Sharif Mulani
Портфолио
Aligned Automation
2. DELL - Address Validation & Geocoding (Python, NLP / DL). This project basically deals with rectifying bad or incorrect GEO address from LATAM countries like MEXICO, ARGENTINA, CHILLI, etc. with the help of Google Map, OpenStreetMap API and NLP technique of sentence embedding using SBERT (Sentence BERT). ● Solution architecture/design and Implementation in Azure Blob Storage, Azure ML & Azure DevOps CI-CD framework. ● NLP (SimCSE: Simple Contrastive Learning of Sentence Embeddings) model were trained on Tesla v100 GPU based system for domain specific corpus (i.e., SPANISH public domain addresses) for Textual Semantic Search downstream task and used to stored pre-validated Mexico address embeddings and search them in Elasticsearch-8.0 based dense vector database using cosine similarity. ● Solutions was made RESTful through Flask API framework and hooked to NodeJS / Reacts UI for better user experience. ● Project Management, Handling team of data scientist/machine learning engineer, data engineer, test engineer.
SunGard Global Solutions
1. NEC Japan - GTC Framework Development (Python, PyTorch DL, NLP).

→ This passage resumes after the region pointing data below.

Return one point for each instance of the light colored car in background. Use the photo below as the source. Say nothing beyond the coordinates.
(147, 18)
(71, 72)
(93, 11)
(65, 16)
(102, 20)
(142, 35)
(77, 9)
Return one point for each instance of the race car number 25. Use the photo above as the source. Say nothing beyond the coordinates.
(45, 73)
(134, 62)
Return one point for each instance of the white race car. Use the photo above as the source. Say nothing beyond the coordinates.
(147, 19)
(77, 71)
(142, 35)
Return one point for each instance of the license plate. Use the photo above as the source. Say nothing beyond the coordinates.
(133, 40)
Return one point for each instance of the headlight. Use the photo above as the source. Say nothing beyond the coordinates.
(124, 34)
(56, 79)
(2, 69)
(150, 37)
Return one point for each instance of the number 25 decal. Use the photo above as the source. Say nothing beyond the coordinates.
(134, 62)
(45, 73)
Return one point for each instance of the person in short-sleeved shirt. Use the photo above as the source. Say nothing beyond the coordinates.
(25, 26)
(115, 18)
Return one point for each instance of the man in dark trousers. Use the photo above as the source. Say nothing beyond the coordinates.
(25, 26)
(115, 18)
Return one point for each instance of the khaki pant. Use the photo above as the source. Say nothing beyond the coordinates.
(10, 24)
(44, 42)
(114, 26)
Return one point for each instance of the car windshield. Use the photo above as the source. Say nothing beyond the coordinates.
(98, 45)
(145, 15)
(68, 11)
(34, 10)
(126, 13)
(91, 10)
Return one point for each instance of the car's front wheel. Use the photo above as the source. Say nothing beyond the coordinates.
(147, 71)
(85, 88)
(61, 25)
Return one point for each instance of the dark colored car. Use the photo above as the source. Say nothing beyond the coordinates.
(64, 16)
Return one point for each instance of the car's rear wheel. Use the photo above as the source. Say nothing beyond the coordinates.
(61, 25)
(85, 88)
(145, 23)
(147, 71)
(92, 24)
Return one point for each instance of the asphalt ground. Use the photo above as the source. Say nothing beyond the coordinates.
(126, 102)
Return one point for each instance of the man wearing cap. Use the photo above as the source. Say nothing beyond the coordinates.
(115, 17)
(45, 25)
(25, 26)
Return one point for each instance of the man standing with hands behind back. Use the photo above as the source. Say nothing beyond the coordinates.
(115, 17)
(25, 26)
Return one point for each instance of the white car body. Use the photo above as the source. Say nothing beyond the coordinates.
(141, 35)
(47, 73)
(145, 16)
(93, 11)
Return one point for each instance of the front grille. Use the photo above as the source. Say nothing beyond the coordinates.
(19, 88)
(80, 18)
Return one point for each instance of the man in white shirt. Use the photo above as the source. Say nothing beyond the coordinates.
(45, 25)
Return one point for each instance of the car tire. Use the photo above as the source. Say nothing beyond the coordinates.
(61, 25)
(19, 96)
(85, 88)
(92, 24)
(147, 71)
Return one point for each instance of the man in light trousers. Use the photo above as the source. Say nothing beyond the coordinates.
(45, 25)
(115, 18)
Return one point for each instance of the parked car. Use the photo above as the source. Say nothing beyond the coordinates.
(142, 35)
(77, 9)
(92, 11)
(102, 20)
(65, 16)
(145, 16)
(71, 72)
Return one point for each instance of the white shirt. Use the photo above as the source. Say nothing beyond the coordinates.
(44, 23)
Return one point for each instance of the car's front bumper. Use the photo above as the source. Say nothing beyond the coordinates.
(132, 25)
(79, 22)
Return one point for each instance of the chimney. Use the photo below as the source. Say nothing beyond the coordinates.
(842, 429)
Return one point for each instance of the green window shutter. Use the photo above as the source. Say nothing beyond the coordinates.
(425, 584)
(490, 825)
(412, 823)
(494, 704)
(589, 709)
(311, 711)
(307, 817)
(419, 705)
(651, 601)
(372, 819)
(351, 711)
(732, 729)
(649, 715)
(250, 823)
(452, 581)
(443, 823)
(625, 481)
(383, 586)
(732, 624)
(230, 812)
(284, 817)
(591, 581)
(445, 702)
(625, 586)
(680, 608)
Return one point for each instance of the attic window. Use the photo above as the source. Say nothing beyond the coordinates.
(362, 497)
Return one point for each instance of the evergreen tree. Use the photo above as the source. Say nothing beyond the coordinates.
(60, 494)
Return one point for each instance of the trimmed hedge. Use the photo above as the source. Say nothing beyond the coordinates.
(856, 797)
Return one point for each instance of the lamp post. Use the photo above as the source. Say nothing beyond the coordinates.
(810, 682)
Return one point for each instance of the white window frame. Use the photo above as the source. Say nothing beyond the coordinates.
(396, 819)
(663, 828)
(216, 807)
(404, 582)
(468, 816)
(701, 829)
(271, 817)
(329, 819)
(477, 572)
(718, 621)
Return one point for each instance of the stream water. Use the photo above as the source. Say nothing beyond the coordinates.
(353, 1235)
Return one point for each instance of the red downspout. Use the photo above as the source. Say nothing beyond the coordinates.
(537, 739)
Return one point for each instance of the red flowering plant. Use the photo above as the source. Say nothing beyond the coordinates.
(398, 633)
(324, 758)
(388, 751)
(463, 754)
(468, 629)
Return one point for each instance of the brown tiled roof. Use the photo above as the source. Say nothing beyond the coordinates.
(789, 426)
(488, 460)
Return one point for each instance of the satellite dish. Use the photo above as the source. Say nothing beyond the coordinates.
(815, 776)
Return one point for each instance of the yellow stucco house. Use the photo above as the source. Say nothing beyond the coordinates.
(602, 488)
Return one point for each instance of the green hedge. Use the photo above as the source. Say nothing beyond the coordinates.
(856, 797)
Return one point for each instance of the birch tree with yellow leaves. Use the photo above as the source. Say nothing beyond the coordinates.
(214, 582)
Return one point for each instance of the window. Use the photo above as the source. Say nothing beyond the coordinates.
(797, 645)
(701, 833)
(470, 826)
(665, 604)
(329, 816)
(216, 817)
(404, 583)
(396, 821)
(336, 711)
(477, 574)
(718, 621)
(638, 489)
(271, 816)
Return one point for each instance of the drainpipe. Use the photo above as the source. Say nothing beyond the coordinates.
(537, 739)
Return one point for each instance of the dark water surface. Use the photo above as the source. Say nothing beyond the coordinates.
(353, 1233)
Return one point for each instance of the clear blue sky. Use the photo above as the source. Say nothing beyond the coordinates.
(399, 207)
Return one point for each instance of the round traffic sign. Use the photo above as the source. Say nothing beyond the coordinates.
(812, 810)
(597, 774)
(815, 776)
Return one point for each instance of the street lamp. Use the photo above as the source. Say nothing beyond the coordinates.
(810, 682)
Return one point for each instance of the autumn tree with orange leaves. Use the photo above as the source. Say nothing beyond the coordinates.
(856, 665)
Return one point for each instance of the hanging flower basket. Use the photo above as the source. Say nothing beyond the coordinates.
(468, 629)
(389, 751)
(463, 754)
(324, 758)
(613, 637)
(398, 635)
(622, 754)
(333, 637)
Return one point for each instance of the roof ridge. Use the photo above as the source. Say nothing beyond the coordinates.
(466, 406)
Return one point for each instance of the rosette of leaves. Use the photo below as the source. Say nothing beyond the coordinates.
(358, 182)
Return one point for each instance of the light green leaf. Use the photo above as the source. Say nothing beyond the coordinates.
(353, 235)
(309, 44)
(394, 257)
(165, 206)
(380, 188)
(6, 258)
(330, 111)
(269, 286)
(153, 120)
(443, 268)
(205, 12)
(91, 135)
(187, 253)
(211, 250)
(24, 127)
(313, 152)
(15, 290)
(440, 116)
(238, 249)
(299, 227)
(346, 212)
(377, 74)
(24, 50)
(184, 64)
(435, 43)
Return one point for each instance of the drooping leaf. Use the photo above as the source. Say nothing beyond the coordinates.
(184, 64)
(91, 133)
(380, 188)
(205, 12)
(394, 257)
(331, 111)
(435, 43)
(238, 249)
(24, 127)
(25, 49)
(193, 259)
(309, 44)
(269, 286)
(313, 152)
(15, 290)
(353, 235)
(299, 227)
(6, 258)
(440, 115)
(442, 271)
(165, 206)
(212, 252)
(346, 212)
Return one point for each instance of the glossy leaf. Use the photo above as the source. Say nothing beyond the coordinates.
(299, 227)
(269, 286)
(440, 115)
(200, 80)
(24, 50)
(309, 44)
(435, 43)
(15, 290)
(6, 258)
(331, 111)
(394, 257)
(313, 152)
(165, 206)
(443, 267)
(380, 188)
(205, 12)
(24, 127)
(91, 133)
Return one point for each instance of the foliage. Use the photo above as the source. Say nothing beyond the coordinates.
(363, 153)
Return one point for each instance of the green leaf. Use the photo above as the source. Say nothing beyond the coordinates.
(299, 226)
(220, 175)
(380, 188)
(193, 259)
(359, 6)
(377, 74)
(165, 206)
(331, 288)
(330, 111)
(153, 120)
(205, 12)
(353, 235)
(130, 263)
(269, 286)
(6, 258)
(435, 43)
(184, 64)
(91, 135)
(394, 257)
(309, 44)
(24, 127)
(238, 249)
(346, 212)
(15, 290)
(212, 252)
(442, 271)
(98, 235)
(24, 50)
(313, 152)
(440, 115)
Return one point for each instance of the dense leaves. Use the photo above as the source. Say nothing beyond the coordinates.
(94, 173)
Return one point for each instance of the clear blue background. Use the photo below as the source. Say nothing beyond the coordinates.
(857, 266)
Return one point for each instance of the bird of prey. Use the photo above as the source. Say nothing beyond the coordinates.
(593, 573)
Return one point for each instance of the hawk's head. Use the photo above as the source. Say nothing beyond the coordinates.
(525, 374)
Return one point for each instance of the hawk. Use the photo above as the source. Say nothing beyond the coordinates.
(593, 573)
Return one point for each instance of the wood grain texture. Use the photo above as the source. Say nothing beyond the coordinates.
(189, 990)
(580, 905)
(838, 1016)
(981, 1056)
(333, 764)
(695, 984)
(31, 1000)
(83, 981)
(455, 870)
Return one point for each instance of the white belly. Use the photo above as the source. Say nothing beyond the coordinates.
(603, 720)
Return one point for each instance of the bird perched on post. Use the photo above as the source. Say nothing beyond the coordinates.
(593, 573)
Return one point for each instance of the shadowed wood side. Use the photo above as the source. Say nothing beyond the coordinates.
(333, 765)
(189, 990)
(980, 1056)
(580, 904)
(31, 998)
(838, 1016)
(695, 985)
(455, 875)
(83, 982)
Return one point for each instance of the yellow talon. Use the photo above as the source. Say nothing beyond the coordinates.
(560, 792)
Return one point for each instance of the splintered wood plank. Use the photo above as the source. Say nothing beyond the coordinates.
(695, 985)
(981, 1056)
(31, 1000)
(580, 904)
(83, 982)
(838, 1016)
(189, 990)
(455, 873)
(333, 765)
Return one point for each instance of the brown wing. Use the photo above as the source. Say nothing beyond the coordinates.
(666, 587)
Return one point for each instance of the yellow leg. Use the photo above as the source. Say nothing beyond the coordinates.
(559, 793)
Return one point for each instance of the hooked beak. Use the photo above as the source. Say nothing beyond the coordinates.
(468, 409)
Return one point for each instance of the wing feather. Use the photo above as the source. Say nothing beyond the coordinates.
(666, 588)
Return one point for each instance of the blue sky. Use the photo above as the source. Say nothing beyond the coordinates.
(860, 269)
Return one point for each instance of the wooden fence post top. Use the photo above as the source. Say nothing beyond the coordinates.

This project basically deals with development of Generic Text Classifier (GTC) framework that offers (a) Training (i.e., just use architecture) and Additional training (i.e., use architecture and weights) of various pre-trained embedding models on custom dataset (b) Various validation method (i.e., hold-out, k-fold), (c) Build classification model on top of embedding model from (a) with custom network layer defined through configuration. ● Ask was to build GTC framework that can support various customization (i.e., customized data, custom embedding and classification model) using pyTorch framework. ● Lead the framework design and development (includes defining the framework architecture, AWS EC2 (GPU) infra selection, GTC framework User Manual Creation). ● Various Transformer based Embedding Model (viz. BERT, BART, LaBSE, GPT2) & pre-defined Classification Model (viz. AutoModelSequenceClassification) were trained and tested on custom dataset. ● Received SPOT award for development of framework in short span of time. 2. Generative AI based POC and Proposal (Python, Generative AI/LLM, LangChain, Azure OpenAI). ● Contributed to Project Proposal based on POC for Q&A Bot to address banking customer query using Azure OpenAI API service. ● Inhouse POC - Built Q&A Bot using Lang Chain framework to address HR policy related queries.
Aligned Automation
1. SAP SD – Information Extraction (Python, PyTorch, Generative AI / LLM). This project basically deals with information extraction using Generative AI approach (i.e., one-shot, few-shot, Tree of Thought, Static and Dynamic Prompt engineering, Alpaca style Prompt Engineering, Auto Prompt Tuning etc.) from SAP Business Requirement (supplied in form of Q&A dataset for SAP SD Module). ● Ask was to extract keywords (single or multiple) from SAP Business Requirement supplied inform of Question & Answer. ● Existing SAP implement AI tool used to map Q&A to specific SAP SD BDC screen’s Process Element and its field name. However, Field value is supposed to be Extracted from Question & Answer through Prompt Engineering Technique. ● Various LLM (viz. Falcon, Vicuna, Llama based i.e., openllama, Nous-Hermas-Llama) were used for Prompt Engineering Technique (viz. one-shot, few-shot, Tree of Thoughts engineering, auto-prompt tuning). ● Contributed in research and leading the team of NLP Prompt engineer.